So everything is airtight except the door. Thinking about buying a flange to make it a flat door. Although i don’t know where to aquire a rounded flange that would fit my barrel. its a 10 inch x 12 inch door. I do appreciate the feedback but try not to be so harsh and doubtful of my design. Im possitive it creates woodgas, at least enough to run my generator because i have ran it. as far as running my 454 i have not tried yet until i fix the door issue. The grate is under the biomass i have loaded in it so it is there. I have had fires exceeding 1500 degrees and have not had any issues with my fan melting, yet. I am trying to get this unit working perfectly and do some more research before i try the thermo cracker.
Nice looking motor home and i like the 454 motor,that is worth way more than $50.00 worth of design schooling,and the 75 percent operator education involved, no way i would chance bending the valves on a running 3000 $ 454 chevy motor, with a questionable suppply of maybe dirty gas with out the WK Tried, tested,designed plans with many 20.000’s miles without dirty gas engine failure.It would cost more probbly 500,$ too rebuild the upper end likely.
Philip, I doubt that you will be doing much showering when your driving so maybe try air cooling the Thermal Cracker. Have you found a good dial valve?
I’m trying to figure out what is going on here?
This is my design… Would it be better to have an intake blower, or an ex-take vacuum and why???
I like to have both. Mine are all Wayne Kieth style. I do not totally understand the route of the intake air. How is that design pulling anything through the char-bed?

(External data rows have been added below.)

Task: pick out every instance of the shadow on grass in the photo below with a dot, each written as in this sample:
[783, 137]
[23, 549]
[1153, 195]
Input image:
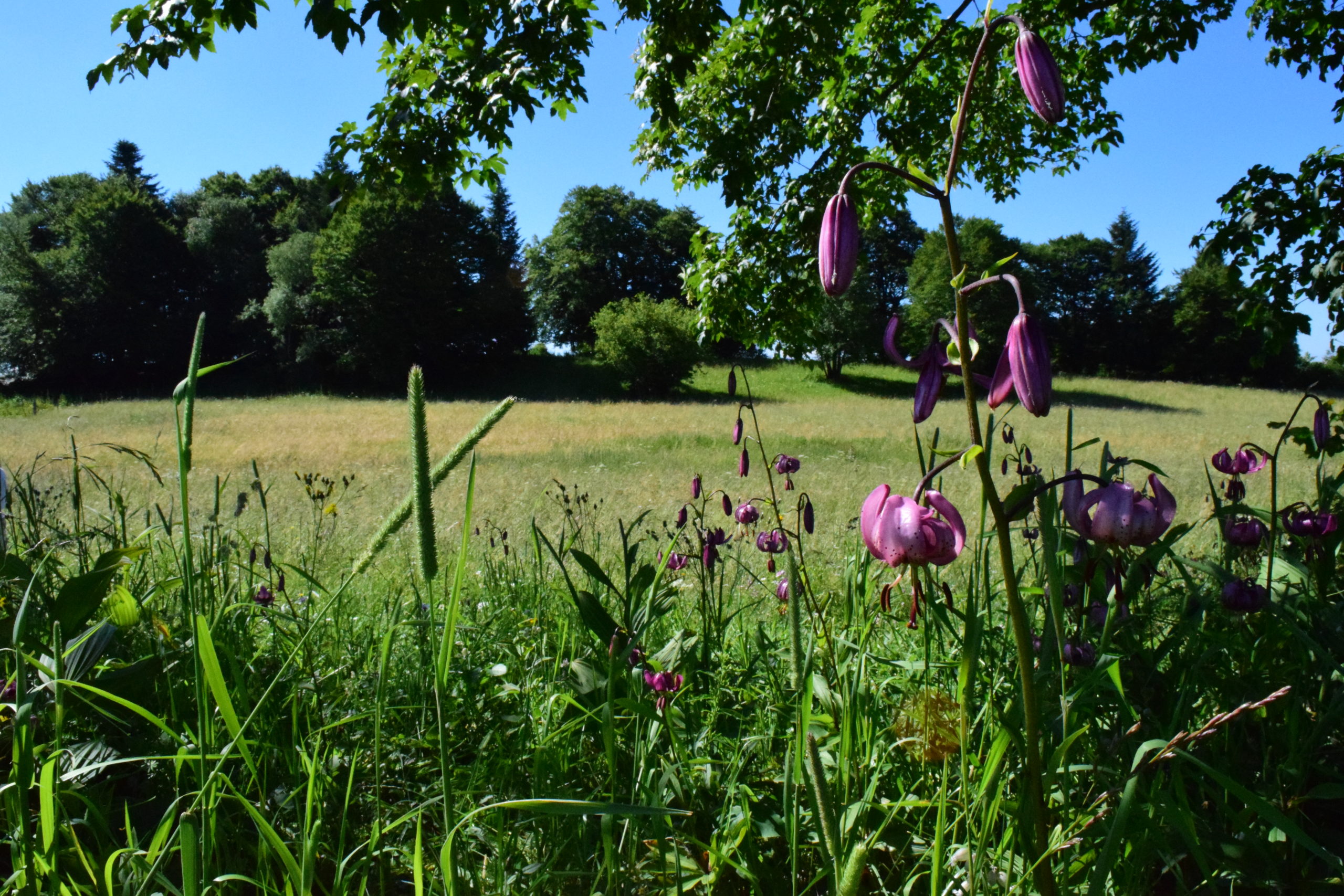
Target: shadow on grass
[881, 387]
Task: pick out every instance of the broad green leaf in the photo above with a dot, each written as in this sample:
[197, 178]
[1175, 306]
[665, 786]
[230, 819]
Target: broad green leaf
[84, 594]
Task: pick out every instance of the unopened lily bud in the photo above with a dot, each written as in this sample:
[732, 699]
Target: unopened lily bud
[1040, 76]
[838, 254]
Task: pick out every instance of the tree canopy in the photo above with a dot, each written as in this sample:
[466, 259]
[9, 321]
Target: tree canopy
[606, 245]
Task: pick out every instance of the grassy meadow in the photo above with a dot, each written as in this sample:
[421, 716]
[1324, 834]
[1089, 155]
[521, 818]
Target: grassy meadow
[639, 456]
[574, 718]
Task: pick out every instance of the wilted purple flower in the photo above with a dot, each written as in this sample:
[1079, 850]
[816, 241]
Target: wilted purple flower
[1025, 364]
[1247, 460]
[1122, 516]
[1097, 614]
[663, 683]
[1244, 531]
[838, 251]
[1040, 75]
[1308, 524]
[773, 542]
[747, 513]
[897, 530]
[1244, 596]
[1079, 655]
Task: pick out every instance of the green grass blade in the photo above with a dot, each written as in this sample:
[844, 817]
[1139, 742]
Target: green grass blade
[215, 679]
[398, 518]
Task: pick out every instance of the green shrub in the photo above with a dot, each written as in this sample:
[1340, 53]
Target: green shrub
[652, 345]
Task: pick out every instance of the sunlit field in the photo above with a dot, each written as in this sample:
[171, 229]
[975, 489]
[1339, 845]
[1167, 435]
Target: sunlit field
[640, 456]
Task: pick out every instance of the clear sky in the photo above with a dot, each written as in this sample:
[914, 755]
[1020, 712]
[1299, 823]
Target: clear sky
[275, 96]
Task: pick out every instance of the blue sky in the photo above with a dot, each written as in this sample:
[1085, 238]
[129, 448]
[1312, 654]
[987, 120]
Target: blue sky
[275, 96]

Which one of these designs are best and why? I can run my current model either way at the moment but I need to decide what is better.
This one looks like it would make a whole lot of heat and no gas. Unless you’re piping that air to the air jacket of the hearth for the nozzles.
You need a grate and a opening or restriction opening for the charcoal to pass through in the bottom below the nozzle intake for it to work.
There is a lot more then what is shown here in your drawings for a good gasifier. Refer to some plans here on DOW that are proven to work and follow them. You will have a lot more secess if you do so.
Bob
Whats wromg with my design? I need help to figure this out. How do i run this help me with a diagram Please???
For starters, dimensions are very important for a gasifier. A 454 cubic inch engine will need a pretty big hearth. Also your drawings are a little too abstract to understand how you’re building them, there may be implied features we don’t see in the drawing.
This design makes the most sense if you wanted an answer, but like I said above it’s a bit abstract.
Good Morning ALL,
I’ve linked back up to Phillips October 2015 picture of his actually wood using to gasify his real 454 V-8 motorhome. From there scroll up and down for other actual pictures.
Best to scroll back up and see that he is not an armchair guy. A bored brainiac. But a serious intent, wants to be, drive down the road User/Doer.
O.K. Phillip what is wrong with your current four barrel chamber proposal is you are still giving equal importance to Burn/Gasify; Hopper feed that; Cyclone/Separate/Cool; then Filter.
Your order of make it work concerns should be #1 the wood fuel and and necessity to pre-chunk, and dry it down it for gasification effectiveness and controllability.
Then the better you have done that; #2 is the actual wood chunk gasification Hearth section design and building. Why very experienced man JanA posted up a diagram of one usages/time evolved, developed way to do that.
If your state license plate shown is correct be aware in that state currently now three guys are using and roads speeds driving on a different Wayne Keith derived woodgas systems. 318/360, 350 & 460 V-8’s.
So if you are truly serious about getting working results you will invest in source information about actual working woodgas systems.
Buy 1, 2, 3 books.
Sign up and join the DOW Premium side.
The better you do #1, the wood fuel pre-prepping; and #2 the actual hearth gasification of it . . . then the after gasifer hearth separation/cooling and filtering of your produced fuel gases will fall into place.